WASHINGTON (CN) – Citing the Trump administration’s rollback of protections for transgender students, the Supreme Court put a return stamp Monday on a much-anticipated case.
In just over three weeks, the justices had been set to hear oral arguments in the case where the Gloucester County School Board refused to let Gavin Grimm use the boys’ bathroom at school because he was born a girl.
New York and 17 other states and the District of Columbia just submitted their amicus brief supporting Grimm on Friday, but the Supreme Court quietly took the case off its calendar on Monday morning.
“The judgment is vacated, and the case is remanded to the United States Court of Appeals for the Fourth Circuit for further consideration in light of the guidance document issued by the Department of Education and Department of Justice on February 22, 2017,” the order states.
Federal guidance has been at the crux of Grimm’s case for months.
After a federal judge had initially denied Grimm an injunction, the Fourth Circuit reversed last year in the wake of a letter by the Department of Education under the outgoing Obama administration.
The Obama administration guidance threatened to pull federal funding from public schools that did not honor students by the genders with which they identify.
Though Trump had demonstrated a different stance on the campaign trail, his Justice Department rescinded the Obama-era order on Feb. 22, saying states and school districts should set their own policies.
New York and the other states supporting Grimm had argued in their Friday brief that this kind of policymaking cannot be left to the states, as it will cause transgender people to face enormous burdens when traveling from a state that allows them to choose their bathroom to one that doesn’t.

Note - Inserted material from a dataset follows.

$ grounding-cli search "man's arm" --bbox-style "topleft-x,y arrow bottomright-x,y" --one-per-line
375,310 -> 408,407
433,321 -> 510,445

As to Gloucester’s claims that its policy forestalls a public-safety risk, the group also noted that no state with pro-transgender bathroom policies has seen such fears realized.
West Virginia led a group of 18 attorneys general in a brief supporting Gloucester, saying the Obama administration’s interpretation of Title IX allows a federal agency to reach into an area over which Congress explicitly granted authority to the states.